Brunetti tuvo que reconocer que no le faltaba razón: Sandrini no podía preguntar a su suegro por los asesinos sin despertar recelos. Quizá con el tiempo pudiera hacerse perdonar el episodio de la prostituta: al fin y al cabo, algunos mañosos habían sobrevivido a la sospecha de adulterio; pero nadie, por lo menos, que supiera Brunetti, había sobrevivido a la sospecha de deslealtad.

– Gracias -dijo Brunetti.

– ¿Cómo? -exclamó Sandrini-. Yo arriesgo la vida y usted me dice «gracias». -Siguió una serie de observaciones que ponían en tela de juicio la honestidad de la madre del comisario y también la de la Madonna, por lo que Brunetti creyó oportuno colgar.
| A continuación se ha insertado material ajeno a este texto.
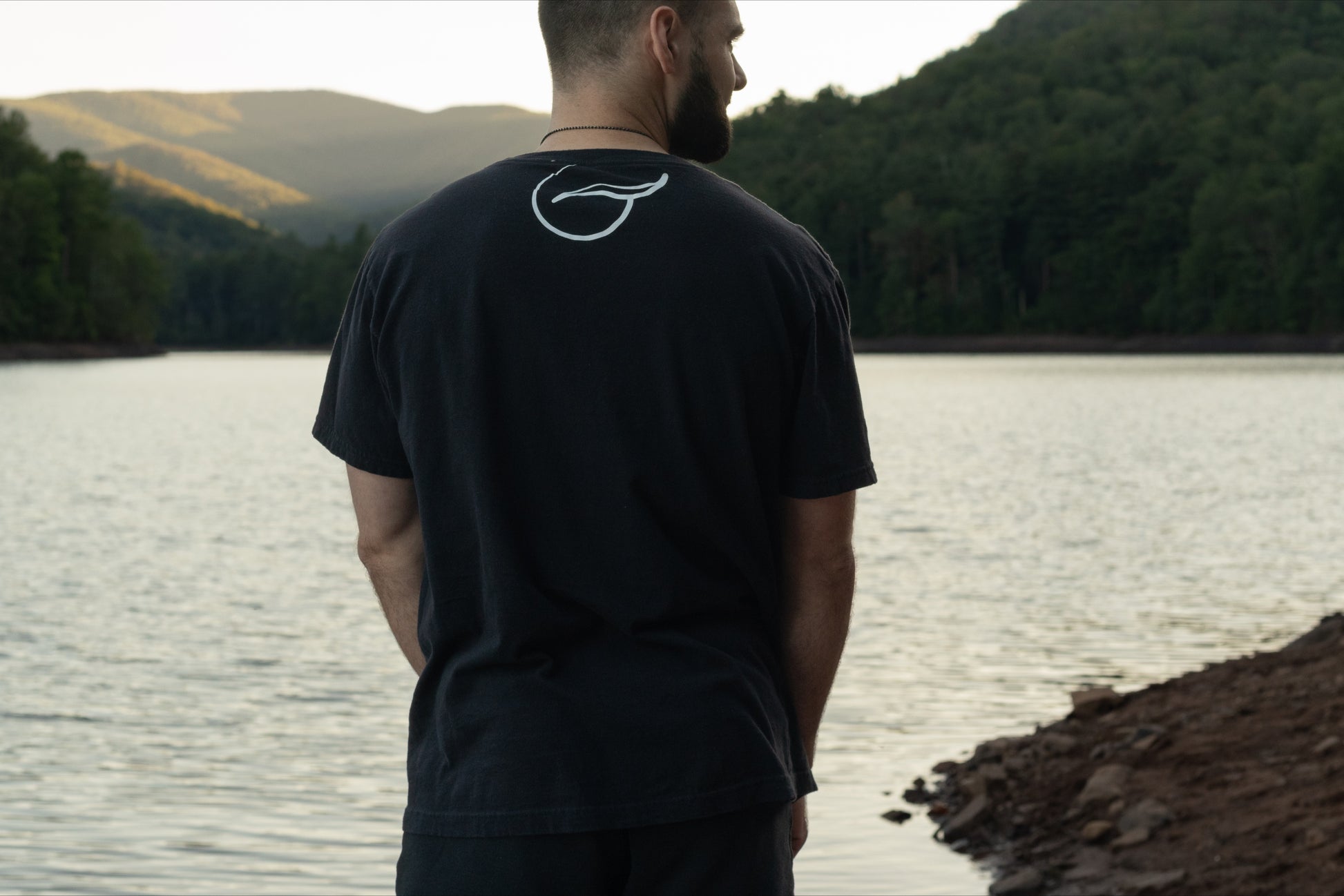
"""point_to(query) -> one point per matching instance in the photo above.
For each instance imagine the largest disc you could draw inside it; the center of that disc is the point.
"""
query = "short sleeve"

«Roma, Roma, Roma», susurraba Brunetti entre dientes. En el pasado, habría sido de esperar que los asesinos hubieran venido de más al Sur, pero en este mundo multicultural de ahora los sicarios podían venir de cualquier sitio. Repasó las palabras de Sandrini: habían sido enviados desde Roma para hacer el trabajo. El hecho de que el suegro estuviera enterado indicaba que los asesinos eran ejecutores de la Mafia, pero no necesariamente que el asesinato lo hubiera ordenado la Mafia. Se preguntó si existiría entre los asesinos a sueldo una amigable francmasonería y si los no involucrados estarían al corriente de lo que hacían sus congéneres y especularían en sus tertulias acerca de cuánto habrían cobrado sus colegas por tal o cual encargo. Lo grotesco de la idea no excluía su posibilidad.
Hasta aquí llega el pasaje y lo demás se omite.